Observation Thursday


Observation: Take a look at the picture below. This was taken on July 5th, it’s the aftermath of fireworks on the beach where I live.  Now I’m not a regular partaker in home fireworks but to me that seems like a lot of aftermath. How big were these fireworks? Who put them in the sand? Did they know what they were doing? What was the situation that led to these fireworks? The questions continue.

What you can do with it: Decide for yourself if this is an overkill of fireworks or a lacking of fireworks. Go with one or the other, there’s not much dramatic in “it was just the right amount.” And then write a scene between the person who is putting the fireworks in the sand and someone reacting – either that it’s too much or too little. What is the reason for the response? What’s the relationship? Why is it necessary to do their own fireworks instead of go to an actual showing?



Orange is the New Character Development


Did you watch Orange is the New Black  – Season One or Season Two?  Are you sad that you have to wait a whole year for season three? Do you have no idea what I’m talking about – orange is the what?

Every writer should watch this show. Even if you’re not fond of the material or you think they got prison wrong, every writer should watch this show just to study the characters. Orange is the New Black is a character study brought to life.

The show takes place in a women’s prison. Over the course of the two seasons, you not only see what these women are like in prison, for a lot of them, you see who they were in their regular lives and how they landed in jail. It’s not always what you think (pay specific attention to Morello and Sister Jane) and it’s a prime example of how situation and location can change a person. This is vital for writers to know, be aware of, and use.

If you have access to Netflix and you have the chance, sit down and watch Orange with a pen and paper. Pick a character and study her as if you were taking a course on character development.

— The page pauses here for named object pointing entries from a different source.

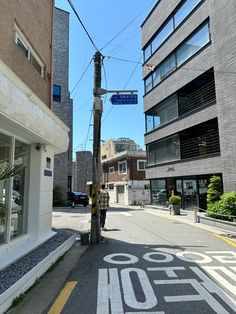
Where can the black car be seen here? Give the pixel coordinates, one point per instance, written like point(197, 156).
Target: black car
point(79, 198)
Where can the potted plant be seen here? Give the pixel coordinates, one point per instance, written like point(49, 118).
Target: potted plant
point(175, 204)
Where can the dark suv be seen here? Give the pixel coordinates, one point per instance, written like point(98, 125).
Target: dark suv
point(79, 198)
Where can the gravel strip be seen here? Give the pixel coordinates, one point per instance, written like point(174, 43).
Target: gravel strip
point(12, 273)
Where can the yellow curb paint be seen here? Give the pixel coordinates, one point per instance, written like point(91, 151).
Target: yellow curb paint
point(225, 239)
point(62, 298)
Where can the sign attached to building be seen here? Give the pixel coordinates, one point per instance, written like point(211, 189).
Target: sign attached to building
point(124, 99)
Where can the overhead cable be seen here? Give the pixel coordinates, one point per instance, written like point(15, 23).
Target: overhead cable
point(77, 15)
point(125, 27)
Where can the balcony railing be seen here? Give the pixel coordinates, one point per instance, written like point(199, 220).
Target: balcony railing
point(206, 144)
point(201, 97)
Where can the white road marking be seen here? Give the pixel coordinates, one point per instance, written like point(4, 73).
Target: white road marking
point(131, 259)
point(204, 295)
point(204, 258)
point(228, 258)
point(168, 258)
point(214, 271)
point(170, 271)
point(126, 214)
point(109, 291)
point(129, 293)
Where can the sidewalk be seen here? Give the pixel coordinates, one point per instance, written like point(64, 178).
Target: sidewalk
point(39, 299)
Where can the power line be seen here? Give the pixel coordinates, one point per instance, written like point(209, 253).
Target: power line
point(87, 137)
point(77, 15)
point(125, 27)
point(135, 68)
point(125, 60)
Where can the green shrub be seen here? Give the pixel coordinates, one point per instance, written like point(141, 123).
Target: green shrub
point(223, 208)
point(175, 200)
point(214, 189)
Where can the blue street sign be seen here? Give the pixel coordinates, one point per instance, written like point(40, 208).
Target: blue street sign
point(124, 99)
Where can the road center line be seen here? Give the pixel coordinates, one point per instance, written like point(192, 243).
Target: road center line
point(61, 300)
point(160, 215)
point(225, 239)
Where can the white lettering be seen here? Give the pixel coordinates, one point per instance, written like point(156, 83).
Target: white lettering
point(170, 271)
point(131, 259)
point(109, 292)
point(204, 295)
point(230, 258)
point(214, 271)
point(129, 293)
point(167, 257)
point(204, 259)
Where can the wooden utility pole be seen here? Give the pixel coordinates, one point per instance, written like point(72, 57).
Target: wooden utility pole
point(97, 114)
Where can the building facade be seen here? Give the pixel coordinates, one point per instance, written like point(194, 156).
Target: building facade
point(190, 95)
point(62, 103)
point(30, 133)
point(123, 172)
point(82, 171)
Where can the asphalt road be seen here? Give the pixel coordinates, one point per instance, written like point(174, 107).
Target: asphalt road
point(151, 264)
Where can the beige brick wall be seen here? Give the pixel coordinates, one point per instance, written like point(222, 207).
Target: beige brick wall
point(34, 19)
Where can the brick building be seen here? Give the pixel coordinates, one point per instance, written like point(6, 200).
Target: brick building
point(190, 96)
point(62, 103)
point(30, 133)
point(124, 172)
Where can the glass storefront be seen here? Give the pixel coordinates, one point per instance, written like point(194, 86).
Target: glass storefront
point(193, 190)
point(13, 191)
point(5, 148)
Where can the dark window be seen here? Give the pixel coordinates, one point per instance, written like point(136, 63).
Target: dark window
point(56, 93)
point(173, 21)
point(22, 47)
point(199, 39)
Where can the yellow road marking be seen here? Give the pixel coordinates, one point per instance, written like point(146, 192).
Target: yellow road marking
point(61, 300)
point(225, 239)
point(160, 215)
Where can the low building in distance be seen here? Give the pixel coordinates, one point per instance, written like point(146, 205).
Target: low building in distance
point(123, 172)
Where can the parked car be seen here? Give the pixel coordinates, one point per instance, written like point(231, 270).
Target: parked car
point(79, 198)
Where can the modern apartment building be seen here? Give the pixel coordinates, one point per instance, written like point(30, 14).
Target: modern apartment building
point(190, 95)
point(123, 171)
point(62, 103)
point(30, 134)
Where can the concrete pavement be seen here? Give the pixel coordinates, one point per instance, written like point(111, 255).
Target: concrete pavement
point(39, 298)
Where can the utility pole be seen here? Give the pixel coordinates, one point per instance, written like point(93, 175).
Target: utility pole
point(97, 114)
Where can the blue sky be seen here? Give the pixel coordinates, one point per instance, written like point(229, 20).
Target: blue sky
point(104, 19)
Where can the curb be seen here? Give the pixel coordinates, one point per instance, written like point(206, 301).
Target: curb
point(39, 298)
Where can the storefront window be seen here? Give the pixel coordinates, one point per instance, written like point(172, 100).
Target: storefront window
point(13, 190)
point(18, 214)
point(158, 192)
point(5, 144)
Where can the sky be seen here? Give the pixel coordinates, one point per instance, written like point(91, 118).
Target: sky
point(115, 26)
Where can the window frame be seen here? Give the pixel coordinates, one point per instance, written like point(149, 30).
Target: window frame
point(123, 162)
point(149, 45)
point(56, 97)
point(111, 169)
point(19, 36)
point(138, 164)
point(174, 54)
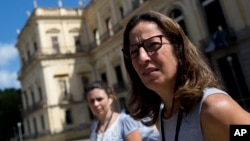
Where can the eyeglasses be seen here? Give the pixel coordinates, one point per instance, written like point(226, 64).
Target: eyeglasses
point(150, 45)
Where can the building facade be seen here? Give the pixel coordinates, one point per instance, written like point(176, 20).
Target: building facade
point(63, 49)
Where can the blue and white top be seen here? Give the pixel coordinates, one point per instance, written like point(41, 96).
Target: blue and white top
point(190, 129)
point(121, 128)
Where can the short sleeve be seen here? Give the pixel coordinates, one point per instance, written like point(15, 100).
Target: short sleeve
point(129, 124)
point(93, 134)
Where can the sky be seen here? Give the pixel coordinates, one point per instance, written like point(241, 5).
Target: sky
point(13, 16)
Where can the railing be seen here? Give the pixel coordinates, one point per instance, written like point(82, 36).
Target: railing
point(50, 51)
point(36, 106)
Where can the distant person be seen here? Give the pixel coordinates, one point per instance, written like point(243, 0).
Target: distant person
point(173, 85)
point(110, 125)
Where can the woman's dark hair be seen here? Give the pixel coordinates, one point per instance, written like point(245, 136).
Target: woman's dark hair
point(192, 77)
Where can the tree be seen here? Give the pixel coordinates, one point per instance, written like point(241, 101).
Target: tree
point(10, 115)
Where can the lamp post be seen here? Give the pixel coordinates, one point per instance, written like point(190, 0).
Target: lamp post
point(19, 124)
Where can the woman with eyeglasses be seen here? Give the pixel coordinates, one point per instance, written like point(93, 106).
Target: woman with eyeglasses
point(172, 84)
point(111, 125)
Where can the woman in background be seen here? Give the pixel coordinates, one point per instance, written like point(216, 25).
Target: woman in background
point(173, 85)
point(110, 125)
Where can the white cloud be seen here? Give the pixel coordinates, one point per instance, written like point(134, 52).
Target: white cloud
point(8, 52)
point(8, 76)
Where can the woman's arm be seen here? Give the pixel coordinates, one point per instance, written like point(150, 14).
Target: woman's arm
point(218, 112)
point(133, 136)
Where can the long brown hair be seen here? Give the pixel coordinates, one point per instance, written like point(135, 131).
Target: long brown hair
point(193, 75)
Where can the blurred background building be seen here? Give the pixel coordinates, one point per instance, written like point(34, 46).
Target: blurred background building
point(62, 49)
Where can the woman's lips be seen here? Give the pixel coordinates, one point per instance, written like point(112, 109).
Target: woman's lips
point(149, 71)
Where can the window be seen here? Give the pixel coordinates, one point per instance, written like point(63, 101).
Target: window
point(122, 12)
point(29, 55)
point(55, 44)
point(35, 125)
point(35, 46)
point(97, 37)
point(211, 8)
point(40, 94)
point(42, 122)
point(85, 82)
point(118, 73)
point(32, 97)
point(109, 27)
point(63, 87)
point(26, 99)
point(77, 43)
point(177, 15)
point(68, 116)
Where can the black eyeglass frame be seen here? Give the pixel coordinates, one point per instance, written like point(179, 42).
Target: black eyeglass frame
point(126, 49)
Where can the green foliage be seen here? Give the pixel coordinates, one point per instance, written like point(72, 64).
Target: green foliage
point(10, 104)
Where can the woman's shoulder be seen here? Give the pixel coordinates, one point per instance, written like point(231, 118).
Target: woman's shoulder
point(220, 106)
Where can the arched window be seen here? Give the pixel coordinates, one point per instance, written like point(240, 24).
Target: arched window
point(177, 15)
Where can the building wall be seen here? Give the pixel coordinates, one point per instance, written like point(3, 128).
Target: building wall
point(44, 70)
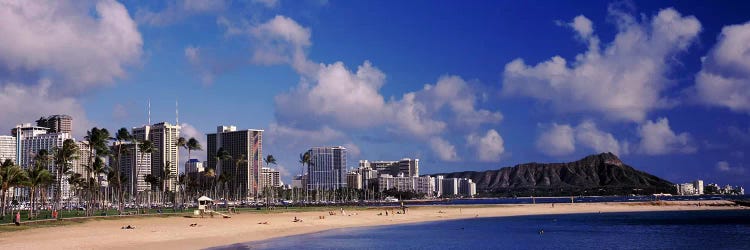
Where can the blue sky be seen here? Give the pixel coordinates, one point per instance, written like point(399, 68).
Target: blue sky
point(664, 84)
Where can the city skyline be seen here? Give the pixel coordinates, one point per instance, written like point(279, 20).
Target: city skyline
point(662, 84)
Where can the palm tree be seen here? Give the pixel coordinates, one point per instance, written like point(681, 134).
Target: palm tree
point(122, 135)
point(181, 142)
point(210, 173)
point(62, 157)
point(76, 182)
point(166, 176)
point(221, 155)
point(98, 143)
point(305, 160)
point(269, 160)
point(11, 175)
point(153, 180)
point(98, 168)
point(192, 145)
point(237, 162)
point(39, 177)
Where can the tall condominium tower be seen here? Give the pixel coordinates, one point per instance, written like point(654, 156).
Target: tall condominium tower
point(327, 170)
point(134, 166)
point(31, 145)
point(56, 123)
point(164, 137)
point(7, 148)
point(246, 150)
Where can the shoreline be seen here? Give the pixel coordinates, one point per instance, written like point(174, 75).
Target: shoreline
point(176, 232)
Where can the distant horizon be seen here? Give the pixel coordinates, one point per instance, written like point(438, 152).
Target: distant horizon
point(664, 85)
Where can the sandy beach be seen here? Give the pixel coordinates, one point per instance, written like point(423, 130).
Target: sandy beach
point(176, 232)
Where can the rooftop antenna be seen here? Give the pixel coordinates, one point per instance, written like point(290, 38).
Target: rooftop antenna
point(176, 112)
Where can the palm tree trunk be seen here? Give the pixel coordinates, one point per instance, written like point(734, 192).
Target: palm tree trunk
point(31, 197)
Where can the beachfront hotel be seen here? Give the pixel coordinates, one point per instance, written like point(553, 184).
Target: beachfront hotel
point(134, 166)
point(327, 170)
point(164, 137)
point(7, 148)
point(246, 150)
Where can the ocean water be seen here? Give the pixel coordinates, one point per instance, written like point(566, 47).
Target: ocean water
point(638, 230)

  • Who is the character? Why did you pick her?
  • What first impression do they make?
  • What assumptions do you make about that character based on how they act?
  • Who do they interact with in the prison?
  • Are they a dominant character or a subservient character?
  • If this character is dominant, how does power affect them?
  • With each episode, what details do you learn about the character?
  • Do you learn why they’re in jail? If so, does the reason surprise you or confirm your assumptions?
  • How does this character act in a desperate situation?
  • Do you empathize with this character? Why or why not?
  • Will this character survive outside of jail?  Why or why not?

Observation Thursday

Observation is my number one method of finding play ideas. If you’re ever at a loss for coming up with something to write about, start logging observations. I write down observations on a daily basis and on Thursdays, I’m going to share one with you what I’ve seen and then you could do with it.

Observation Thursday


Observation: A guy gets out of a van in a rest stop parking lot. We have just pulled in and we’re also getting out of our car at the same time. The guy looks at us and says “Are you good at finding baby mice?” We say no and move on. This is one of the stranger questions I think I’ve ever been asked by a stranger. I don’t know why this guy needed baby mice, or if there were baby mice on the lose in his van, or if that was his way of breaking the ice with another human being. But it made my day as writer because I got to write down the awesome line – Are you good at finding baby mice?

How can you use it? Use it as the first line in a scene. A guy goes up to a girl and asks “Are you good at finding baby mice?” What happens next? How can you make the girl not want to run away screaming (if she does, it’s a short scene.) Now change the character who says the first line – make it a girl who asks the question of a guy. How does the scenario change? You can change it up again by making the question come from a child. Change it up again by giving the first line to a grandmother. Same first line with a vast number of possibilities…. have fun with it, it’s a great way to start  a scene.